THREE DAYS IN AND 2019 IS LIKE OMG!
All we know is we started 2019 off right.
Becca already got out of speeding ticket, Christa had a baby, Sarah got engaged and Kelli moved to Boulder. What else do you need?
New racers, of course.
So here’s the low down on the new new for 2019.
First, although she’s from Ottowa Gatineau she knows every US license plate slogan. How? Why? We don’t know. But this makes her dangerous during Sweat Mobile games. She can also flawlessly sing Scrubs by TLC. Pretty impressive. We really just wonder where she stands on the whole Cardi B/Nicki Minaj drama. We’ll find out.
Riding on the notorious Marian University team, and then for Stages Cycling (and sitting across from Becca all summer during her internship at Stages), Marta, though short, is one tall drink of water. Or should we say tall drink of steak. You see if she had to drink food and eat a drink she says she would drink a steak because she doesn’t enjoy all the chewing or the texture. And she would eat water because in her head it would be a non gelatin jello-ish blob. Appetizing, right? Whatever it is, Marta is also pretty zippy on two wheels.
Hailing from San Anselmo, CA, Dani comes to La Sweat after riding for Team Twenty20. She’s ready to go full gas in 2019, and we’re excited to fill ‘er up. We would like her to teach us how to do this trick in the picture, unless it was just a good moment captured and she fell over afterwards. Unsure, but we will find out.

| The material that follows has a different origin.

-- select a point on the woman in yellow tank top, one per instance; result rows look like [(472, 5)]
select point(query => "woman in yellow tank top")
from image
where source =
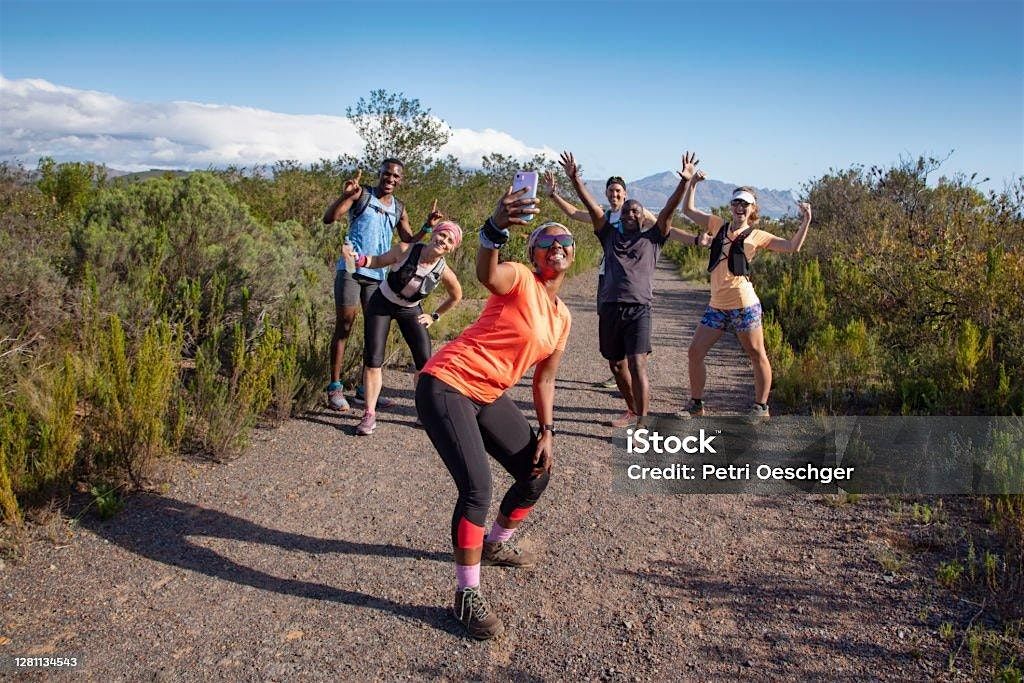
[(734, 304)]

From one of the hottest places on earth, Witchita Falls, TX, this lady is a risk taker. Why do we say that? Well, if she suddenly inherited the power to fly, she wouldn’t mess around. She says she would fly straight to Outer Space. GASP! Would she die? Hopefully not! Hopefully that flying super power also came with an ability to inhale oxygenless air! And race crits. What a dreamy out-of-this-world rebel.
AND NOW… you may already know this one. She rode with us quite a bit last year and was a late addition. We (and by we I mean me) refer to her as Big Bird, but we’re excited for the return of….
She’s tall AF. She from down under, eats tacos like a champ and can sit in a car for 30+ hours — if you stop for tacos. She also has some killer fashun - no that’s not a spelling error. Ready for another round of Emma? We are.
Now, lest not forget the biggest news of all, our returning riders have had some pretty BIG off seasonS:
Umm CHRISTA HAD A BABY. Yeah. Is there anything else to even talk about? Oh, she’ll also be road captain. BUT BACK TO THE BABY!?! We are claiming her first born as our official La Sweat Baby. We will group raise her. Sorry Chris, she’s ours, just like Christa.
Sarah is back with Sweat in 2019, but this time she’s not just a canadian clacking supertar, she’s also a fiancé. Call us old fashioned, but we’re super stoked. We’re excited to check out the rock that Ryan dropped. We’re excited to hear her squeak about it. AND most importantly we’re excited to recap what will probably be the worst Bachelor season ever — Colton. Bring on Paradise!
and who would we be without…
In this photo she is only wearing one hat, but usually she wears many. She’s our boss mama, logistic conductor and numero uno best Sweat Mobile driver. She’s the woman behind the whole show, so be nice.